La police bruxelloise a tiré une adolescente de 16 ans des griffes d’une bande située dans la capitale. La jeune fille avait fui le domicile familial l’an dernier pour son petit ami mais celui-ci l’a utilisée et “revendue” à la bande de jeunes criminels. Ceux-ci ont séquestré l’adolescente, lui ont créé un profil sur un site de prostitution et l’ont contrainte à avoir des relations sexuelles avec de nombreux hommes. Ils demandaient 150 euros de l’heure pour ses “prestations”.

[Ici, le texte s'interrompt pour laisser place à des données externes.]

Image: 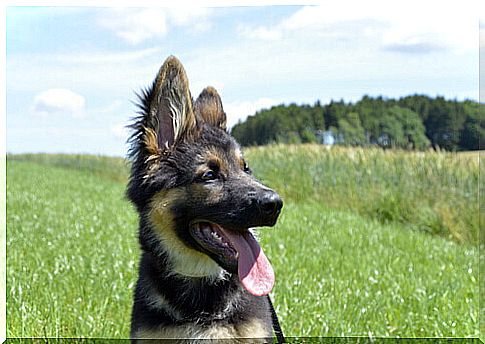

Les agents de la zone Bruxelles-sud sont intervenus durant la nuit du 4 au 5 janvier pour délivrer la jeune fille. Celle-ci était alors enfermée dans la cave d'une maison à Uccle où elle était obligée de recevoir “ses” clients, relatent Het Nieuwsblad et Sudpresse.

La justice a retrouvé la trace de la victime lorsqu’une connaissance l’a remarquée sur un site de prostitution et a tiré la sonnette d’alarme. Après avoir libéré la jeune fille, les enquêteurs ont établi la méthode de la bande et ont réalisé que celle-ci avait été impitoyable. 

La victime est de nationalité française et avait fui l’école en novembre suite à des problèmes scolaires. Son propre petit ami avait alors profité de sa détresse pour la revendre à la bande pour la somme de 2.000 euros. Il le savait, la bande opérait dans le secteur de la prostitution. Le groupe d’hommes n’a pas hésité à offrir ses services pour 150 euros de l’heure, contre son gré, et à l’enfermer dans une cave. Quelque 160 hommes l’auraient ainsi contactée en moins de 2 semaines pour traiter avec elle. 

L’esclavage sexuel aurait eu lieu dans la maison uccloise mais aussi dans un hôtel d’Ixelles. La police a également trouvé deux autres victimes à Saint-Gilles, où résident les sept criminels d’une vingtaine d’années. Ils ont tous été placés sous mandat d’arrêt et sont soupçonnés de trafic d’êtres humains et de prostitution de mineures. Certains feraient partie d'une plus large bande déjà connue pour une centaine de faits comme des incendies de voitures de police et des viols. 

Selon le parquet de Bruxelles, plusieurs victimes seraient françaises mais leur nombre total est incertain.